El Valle del Khumbu como paso previo

Ya está en marcha la Expedición al Dhaulagiri 2019 que encabeza el abulense Carlos Soria tras poner rumbo a Nepal el pasado 30 de agosto. Con todo preparado –el material ya está camino del Campo Base– para hacerlo posible, a partir de ahora comenzará la cuenta atrás para hacer posible la conquista de un ochomil –8.167 metros– que se le resiste al veterano montañero, optimista de hacerlo posible este año. Para ello el abulense arrancará con el habitual trekking de aclimatación por el Valle del Khumbu. Todo ello encaminado a alcanzar el 17 de septiembre el Campo Base del Dhaulagiri «preparados para cualquier oportunidad que haya para subir a la cumbre».Son los planes que se marca Carlos Soria y que transmitía a través de un vídeo en su perfil por redes sociales, el habitual canal de comunicación del abulense en estos casos.
Serán a partir de ahora cerca de 15 días de aclimatación por un valle cuyas alturas superan los 3.300 metros. Preparación que tendrá su continuación en el propio Dhaulagiri. «Antes de subir estaremos en el Campo 1 durmiendo un par de noches», alcanzando posteriormente el Campo 2. «Será a partir de ahí donde estaremos preparados para intentar subir a la cumbre» explica el abulense. «Esta vez lo vamos a conseguir, seguro» se reafirma el abulense.
No ha tenido suerte el abulense en la conquista de una cumbre que ha intentado hasta en nueve ocasiones.La presente será la décima por conquistar una cima de la que, si en mayo de 2017 se quedaba a escasos 400 metros, en septiembre se quedaba a dos horas tras confundir el corredor a la cumbre. Si en mayo de 2018 el viento obligó a la expedición a regresar cuando estaban a 7.250 metros, en septiembre sería la abundante nieve.

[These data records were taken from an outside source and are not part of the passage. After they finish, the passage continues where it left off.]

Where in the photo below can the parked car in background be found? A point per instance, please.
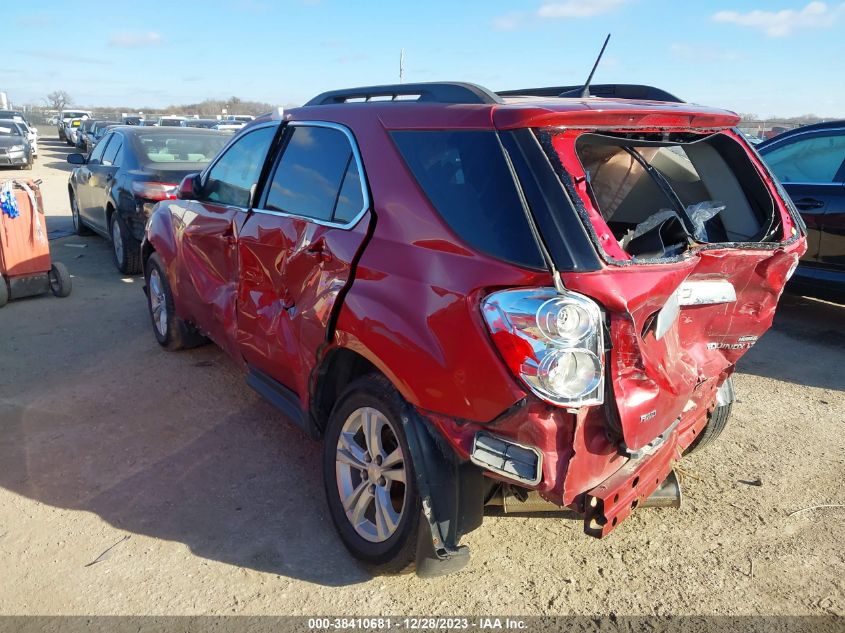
(810, 163)
(15, 115)
(113, 190)
(65, 116)
(171, 120)
(31, 135)
(15, 150)
(82, 131)
(474, 297)
(203, 123)
(229, 126)
(97, 131)
(72, 130)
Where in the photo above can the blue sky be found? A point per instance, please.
(771, 58)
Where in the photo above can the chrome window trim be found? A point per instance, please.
(793, 137)
(356, 153)
(835, 183)
(243, 132)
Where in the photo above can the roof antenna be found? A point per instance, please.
(401, 65)
(585, 91)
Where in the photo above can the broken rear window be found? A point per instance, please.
(661, 195)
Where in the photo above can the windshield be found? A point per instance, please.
(191, 148)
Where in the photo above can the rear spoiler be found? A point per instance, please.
(613, 91)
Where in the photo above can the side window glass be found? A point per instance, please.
(814, 160)
(317, 176)
(96, 156)
(112, 151)
(350, 201)
(230, 180)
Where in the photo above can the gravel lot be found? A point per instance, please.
(216, 504)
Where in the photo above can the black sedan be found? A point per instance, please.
(15, 149)
(114, 189)
(810, 163)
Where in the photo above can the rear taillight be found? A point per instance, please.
(553, 342)
(154, 190)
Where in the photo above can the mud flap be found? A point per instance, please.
(452, 496)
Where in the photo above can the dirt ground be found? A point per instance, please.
(215, 502)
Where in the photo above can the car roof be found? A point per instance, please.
(134, 130)
(460, 105)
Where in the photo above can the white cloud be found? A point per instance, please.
(783, 23)
(135, 40)
(703, 53)
(556, 10)
(509, 22)
(578, 8)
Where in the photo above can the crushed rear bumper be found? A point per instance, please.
(610, 503)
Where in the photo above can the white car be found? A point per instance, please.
(72, 131)
(32, 137)
(65, 117)
(171, 120)
(228, 126)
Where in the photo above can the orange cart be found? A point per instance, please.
(25, 265)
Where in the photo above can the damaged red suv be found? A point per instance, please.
(480, 298)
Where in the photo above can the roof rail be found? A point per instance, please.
(618, 91)
(433, 92)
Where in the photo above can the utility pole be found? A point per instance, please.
(401, 65)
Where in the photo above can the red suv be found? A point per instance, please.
(475, 298)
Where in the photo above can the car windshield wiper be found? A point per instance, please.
(660, 180)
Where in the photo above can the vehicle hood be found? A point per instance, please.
(170, 172)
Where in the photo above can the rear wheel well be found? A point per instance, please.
(146, 250)
(109, 214)
(340, 367)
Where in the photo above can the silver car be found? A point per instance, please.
(15, 150)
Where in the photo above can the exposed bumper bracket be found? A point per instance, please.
(612, 501)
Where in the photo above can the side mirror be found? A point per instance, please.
(189, 188)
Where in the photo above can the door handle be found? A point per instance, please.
(805, 204)
(320, 251)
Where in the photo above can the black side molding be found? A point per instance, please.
(283, 399)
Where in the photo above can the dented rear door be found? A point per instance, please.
(298, 249)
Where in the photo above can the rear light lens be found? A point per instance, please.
(553, 342)
(154, 190)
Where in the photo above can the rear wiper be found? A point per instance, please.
(660, 180)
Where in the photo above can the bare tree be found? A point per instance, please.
(59, 99)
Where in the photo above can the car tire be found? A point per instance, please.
(376, 515)
(60, 281)
(171, 332)
(78, 225)
(716, 423)
(126, 250)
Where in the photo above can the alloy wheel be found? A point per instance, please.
(158, 303)
(371, 472)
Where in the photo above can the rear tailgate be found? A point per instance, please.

Llega a su décimo intento el abulense con 80 años pero con fuerzas renovadas tras un 2019 en el que ha tenido que trabajar muy duro tras la intervención de rodilla a la que se sometió el año pasado. Han sido meses de rehabitilatición y mucho trabajo para recuperar la fuerza y la flexibilidad en una extremidad que pasaba el examen definitivo este verano con el ascenso al pico Lenin (7.134 metros), la prueba y demostración que necesitaba el montañero abulense sobre el buen estado de su rodilla.